Power to ascertain and declare heirship - evidence.)
(a) The court may ascertain and declare the heirship of any decedent to
be entered of record in the court at any time during the administration
of the estate without further notice or, if there is no grant of
administration, upon such notice and in such manner as the court
directs.
(b) The ascertainment of heirship may be made from (1) an affidavit
of any person stating the facts from which the heirship of the decedent
can be ascertained, which affidavit shall be signed and sworn to or
affirmed before any notary public or judge of any court of record in the
United States or any of its possessions or territories and certified by
the clerk thereof, or before any United States consul, vice-consul,
consular agent, secretary of legation or commissioned officer in active
service of the United States, within or without the United States, or
(2) from evidence either in narrative form or by questions and answers
which are reduced to writing and certified by the court declaring the
heirship. The seal of office of any notary public, United States consul,
vice-consul, consular agent or secretary of legation and the designation
of the name, rank and branch of service of any commissioned officer in
active service of the armed forces of the United States shall be
sufficient evidence of his identity and official character.
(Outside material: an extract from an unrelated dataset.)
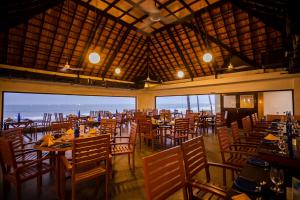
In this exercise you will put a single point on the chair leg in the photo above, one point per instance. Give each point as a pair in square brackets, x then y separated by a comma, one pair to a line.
[19, 190]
The
affidavit or transcript of evidence shall be filed by the clerk of the
court declaring the heirship and remain as a part of the files in the
cause.
(c) An order of the court declaring heirship is prima facie evidence
of the heirship, but any other legal method of proving heirship may be
resorted to by any party interested therein in any place or court where
the question may arise.
(d) For purposes of this section the court may presume, in the absence
of any evidence to the contrary, that the decedent and any person through
whom heirship is traced was not the mother or father of any child born out
of wedlock and, if the decedent or the person was a male, that no child
born out of wedlock was filiated to or acknowledged or legitimated by the
decedent or the person.
(Source: P.A. 81-598.)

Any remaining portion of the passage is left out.